07

Apr

福島第一原発を視察

◆福島第一原子力発電所構内を視察(備忘録)

 昨日、福島第一原発の現地視察をしました。

 私が所属する日立製作所労働組合の上部組織である電機連合神奈川地協が企画し、東京電力パワーグリッド株式会社神奈川総支社お客さまサービスグループのH課長のご協力を得て現地見学が実現しました。実施にあたり多大なるご尽力を頂いたことに心から感謝しています。

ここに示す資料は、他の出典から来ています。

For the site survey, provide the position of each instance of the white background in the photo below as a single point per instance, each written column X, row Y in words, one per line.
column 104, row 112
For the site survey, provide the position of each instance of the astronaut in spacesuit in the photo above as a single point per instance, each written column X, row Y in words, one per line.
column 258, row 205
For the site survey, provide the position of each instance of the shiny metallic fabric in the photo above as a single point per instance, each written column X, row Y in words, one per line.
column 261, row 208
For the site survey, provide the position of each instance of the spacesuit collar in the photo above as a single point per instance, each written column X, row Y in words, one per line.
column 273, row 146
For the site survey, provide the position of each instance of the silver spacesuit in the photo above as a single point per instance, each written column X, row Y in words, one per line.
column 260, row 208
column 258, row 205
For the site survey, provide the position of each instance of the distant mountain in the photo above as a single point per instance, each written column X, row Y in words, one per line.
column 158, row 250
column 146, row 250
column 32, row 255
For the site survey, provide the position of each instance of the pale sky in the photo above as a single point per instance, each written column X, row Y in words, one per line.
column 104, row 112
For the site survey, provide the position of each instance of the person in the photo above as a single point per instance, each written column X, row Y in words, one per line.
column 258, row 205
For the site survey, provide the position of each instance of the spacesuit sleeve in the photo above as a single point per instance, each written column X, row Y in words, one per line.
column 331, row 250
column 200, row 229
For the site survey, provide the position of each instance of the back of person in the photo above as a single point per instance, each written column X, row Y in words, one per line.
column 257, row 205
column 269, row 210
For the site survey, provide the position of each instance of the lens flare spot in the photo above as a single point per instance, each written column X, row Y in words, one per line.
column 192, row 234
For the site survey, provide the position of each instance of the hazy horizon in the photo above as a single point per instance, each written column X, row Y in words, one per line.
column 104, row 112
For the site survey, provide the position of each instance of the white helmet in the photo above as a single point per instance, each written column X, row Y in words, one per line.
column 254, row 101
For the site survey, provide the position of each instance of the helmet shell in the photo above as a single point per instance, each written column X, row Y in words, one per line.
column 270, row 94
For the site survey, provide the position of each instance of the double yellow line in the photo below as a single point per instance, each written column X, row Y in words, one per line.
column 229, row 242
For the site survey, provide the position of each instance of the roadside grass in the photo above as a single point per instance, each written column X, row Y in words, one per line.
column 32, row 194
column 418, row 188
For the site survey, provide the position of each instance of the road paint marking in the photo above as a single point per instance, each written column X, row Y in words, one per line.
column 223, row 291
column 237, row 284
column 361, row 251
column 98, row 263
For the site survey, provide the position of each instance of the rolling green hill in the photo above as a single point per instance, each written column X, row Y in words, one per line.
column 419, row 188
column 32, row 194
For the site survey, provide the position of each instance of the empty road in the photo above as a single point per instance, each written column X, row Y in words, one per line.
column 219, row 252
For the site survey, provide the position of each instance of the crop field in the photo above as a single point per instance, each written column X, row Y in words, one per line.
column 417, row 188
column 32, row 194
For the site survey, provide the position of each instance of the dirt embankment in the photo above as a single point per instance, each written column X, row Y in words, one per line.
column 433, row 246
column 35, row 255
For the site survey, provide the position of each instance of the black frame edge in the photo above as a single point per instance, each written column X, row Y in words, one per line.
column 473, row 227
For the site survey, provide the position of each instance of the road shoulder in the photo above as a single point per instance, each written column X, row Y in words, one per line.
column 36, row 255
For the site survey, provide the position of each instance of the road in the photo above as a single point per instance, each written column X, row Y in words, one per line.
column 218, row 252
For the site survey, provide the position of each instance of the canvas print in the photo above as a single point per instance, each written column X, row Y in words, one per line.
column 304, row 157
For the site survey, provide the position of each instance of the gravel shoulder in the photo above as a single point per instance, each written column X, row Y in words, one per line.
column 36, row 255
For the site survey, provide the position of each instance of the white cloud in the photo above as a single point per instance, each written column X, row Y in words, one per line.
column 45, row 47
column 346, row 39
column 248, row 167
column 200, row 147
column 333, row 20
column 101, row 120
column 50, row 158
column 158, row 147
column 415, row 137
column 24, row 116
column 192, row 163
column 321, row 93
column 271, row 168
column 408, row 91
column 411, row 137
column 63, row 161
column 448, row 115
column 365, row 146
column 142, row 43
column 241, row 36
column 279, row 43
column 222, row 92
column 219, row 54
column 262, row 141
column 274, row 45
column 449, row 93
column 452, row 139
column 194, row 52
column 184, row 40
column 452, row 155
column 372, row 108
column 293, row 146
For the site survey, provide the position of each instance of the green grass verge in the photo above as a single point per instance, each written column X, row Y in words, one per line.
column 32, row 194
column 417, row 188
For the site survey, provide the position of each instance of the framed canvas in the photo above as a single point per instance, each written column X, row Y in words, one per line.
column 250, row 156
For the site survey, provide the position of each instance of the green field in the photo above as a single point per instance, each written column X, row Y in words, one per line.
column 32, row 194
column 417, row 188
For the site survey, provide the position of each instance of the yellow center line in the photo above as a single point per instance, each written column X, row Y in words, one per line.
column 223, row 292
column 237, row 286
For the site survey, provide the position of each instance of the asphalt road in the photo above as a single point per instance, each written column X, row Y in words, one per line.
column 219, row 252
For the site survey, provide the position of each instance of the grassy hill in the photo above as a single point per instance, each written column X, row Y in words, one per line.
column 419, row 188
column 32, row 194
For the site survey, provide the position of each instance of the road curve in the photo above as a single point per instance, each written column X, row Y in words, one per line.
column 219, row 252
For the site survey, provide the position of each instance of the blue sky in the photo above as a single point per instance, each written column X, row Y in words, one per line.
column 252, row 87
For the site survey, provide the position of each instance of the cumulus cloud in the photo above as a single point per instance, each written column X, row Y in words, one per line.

 福島第一原発は、東日本大震災による津波により、1〜4号機の非常用電源が津波の浸水により喪失し原子炉を冷却することができなくなり、核燃料は温度上昇を続けメルトダウンとなり燃料が溶け落ちデブリが原子炉格納容器の底に堆積し、今も高濃度の放射線を出し続けていることは事故から11年が経過しても変わっていないことはニュースなどの情報で見聞きしています。 
 原子炉の廃炉作業は着実に進められていますが、人類が実施したことのない燃料デブリの除去作業など、難題に立ち向かう4,000人/日を超える方々の姿を見ることができました。

 現地視察とは別に訪問した「東日本大震災・原子力災害伝承館」や「東京電力廃炉資料館」では、原発事故に至った大きな『反省と教訓』が示されていました。


 □東日本大震災・原子力災害伝承館

 https://www.fipo.or.jp/lore/




 □東京電力廃炉資料館

 https://www.tepco.co.jp/fukushima_hq/decommissioning_ac/


 


  ☆立ち入り禁止区域

 見学は、バスに乗って移動しました。

 主に、国道6号線(富岡町~大熊町~双葉町)を走り、車窓からは、3.11のまま時間が止まり、劣化していったお店が点在していました。ファッションセンターや紳士服店では色あせた洋服がそのまま展示されていたり、中華料理店にはツタが絡まり、工場や事務所では、資料や帳簿がそのまま埃をかぶっていました。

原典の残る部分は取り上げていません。